We finished generating the needed files, now let's configure the ios_distribution.cer. To start double click on the certificate (ends with .cer) and click on Add, so it gets installed in our Mac Keychain. (This popup could be shown or could be added automatically to the Keychain app)
Now the certificate has been installed on your computer, we will need to export it so it can be used it later to sign the app.
But first install the Apple certificate "Apple Worldwide Developer Relations Certification Authority", the one that expires in 2030. You can find it here in the Intermediate certificates section at the bottom of the page.
Next, we open the Keychain Access, you can find it in the folder Utilities inside the folder Applications in your computer.
Now you need to locate the Certificate we just installed, select login at the top left and select My certificates at the bottom left and all the certificates installed in your computer should appear.
Look for a certificate named iPhone Distribution, click on it with the right button (be sure the certificate is folded when selecting it, as we want to export the cert and the key) and choose the Export option. Click the Save button on the dialog.
If you don't see the Export option, try unselecting the folder and selecting it again.
⚠️ A dialog will appear asking for a password (p12 files can be protected by an optional password). Add a password if you want, or leave it blank, but make sure you remember it later.⚠️ (it's the most common cause for a failed app build request)
If you are having build issues, you can create another certificate without a password. Also, please review that all of your files and text have the correct or matching spelling.
Just after, another password dialog will appear.

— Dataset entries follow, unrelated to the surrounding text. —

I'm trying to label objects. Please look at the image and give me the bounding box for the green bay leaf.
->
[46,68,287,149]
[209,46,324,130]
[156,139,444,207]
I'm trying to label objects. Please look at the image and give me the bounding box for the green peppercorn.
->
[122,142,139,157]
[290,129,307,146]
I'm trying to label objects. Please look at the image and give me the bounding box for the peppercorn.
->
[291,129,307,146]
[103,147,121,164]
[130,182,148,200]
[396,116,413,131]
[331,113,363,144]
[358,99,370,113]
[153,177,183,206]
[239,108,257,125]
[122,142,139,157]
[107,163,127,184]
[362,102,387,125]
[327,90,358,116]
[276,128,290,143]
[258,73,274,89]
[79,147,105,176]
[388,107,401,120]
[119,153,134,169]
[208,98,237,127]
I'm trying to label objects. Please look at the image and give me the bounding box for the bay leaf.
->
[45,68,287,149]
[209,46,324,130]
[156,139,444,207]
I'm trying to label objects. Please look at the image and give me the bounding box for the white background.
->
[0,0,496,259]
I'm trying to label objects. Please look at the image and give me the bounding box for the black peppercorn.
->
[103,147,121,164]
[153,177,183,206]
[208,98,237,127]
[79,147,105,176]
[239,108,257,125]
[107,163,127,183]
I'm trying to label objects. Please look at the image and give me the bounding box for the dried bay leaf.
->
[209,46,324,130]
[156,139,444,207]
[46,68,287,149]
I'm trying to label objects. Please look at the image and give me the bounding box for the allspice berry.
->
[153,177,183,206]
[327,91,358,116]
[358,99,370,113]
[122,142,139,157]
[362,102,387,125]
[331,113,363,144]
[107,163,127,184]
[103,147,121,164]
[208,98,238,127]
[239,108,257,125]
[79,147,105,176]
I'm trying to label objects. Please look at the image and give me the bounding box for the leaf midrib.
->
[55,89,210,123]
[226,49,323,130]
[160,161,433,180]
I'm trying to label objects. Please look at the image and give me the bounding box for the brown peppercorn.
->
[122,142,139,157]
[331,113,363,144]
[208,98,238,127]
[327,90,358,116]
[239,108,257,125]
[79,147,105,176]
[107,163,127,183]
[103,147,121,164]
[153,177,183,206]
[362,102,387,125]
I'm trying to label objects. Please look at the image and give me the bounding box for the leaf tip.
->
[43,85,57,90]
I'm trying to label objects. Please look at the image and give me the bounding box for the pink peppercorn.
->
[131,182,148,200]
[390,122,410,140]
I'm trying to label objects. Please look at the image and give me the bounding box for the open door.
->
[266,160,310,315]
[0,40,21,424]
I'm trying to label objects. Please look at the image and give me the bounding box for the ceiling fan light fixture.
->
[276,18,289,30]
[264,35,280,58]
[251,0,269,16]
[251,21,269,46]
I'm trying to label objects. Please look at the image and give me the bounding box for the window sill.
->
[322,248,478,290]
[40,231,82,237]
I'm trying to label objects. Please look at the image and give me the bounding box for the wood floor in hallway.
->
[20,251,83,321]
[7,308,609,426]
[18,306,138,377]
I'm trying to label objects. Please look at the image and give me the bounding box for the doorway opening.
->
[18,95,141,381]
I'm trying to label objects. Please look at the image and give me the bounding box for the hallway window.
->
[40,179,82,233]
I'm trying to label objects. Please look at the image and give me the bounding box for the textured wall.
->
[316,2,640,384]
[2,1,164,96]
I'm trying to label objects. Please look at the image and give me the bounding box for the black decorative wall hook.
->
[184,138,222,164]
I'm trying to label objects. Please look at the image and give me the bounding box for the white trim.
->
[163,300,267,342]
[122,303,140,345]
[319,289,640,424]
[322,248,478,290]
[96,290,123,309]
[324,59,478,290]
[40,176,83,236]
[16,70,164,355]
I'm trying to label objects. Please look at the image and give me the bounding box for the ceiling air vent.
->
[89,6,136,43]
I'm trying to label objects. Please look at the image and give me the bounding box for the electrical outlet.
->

This time it is for your computer account password, to allow the exporting of the certificate.
Now you've all the needed files to add in the Bravo publication form, fill in the requested information and you will get your IPA ready for publication!

⚠️ Before requesting the IPA

Review and make sure you have set up all needed files for your app, for example, If you are using Firebase login or Notifications, get all files ready for the Live app version.
Also, we recommend adding an app icon and a splash screen to your app design, as is not possible to change it once the IPA is generated. Copy the icon and splash frames from our Bravo Store Assets Kit to your Figma file and design them as you like, then update it in Bravo Studio and you're good to go.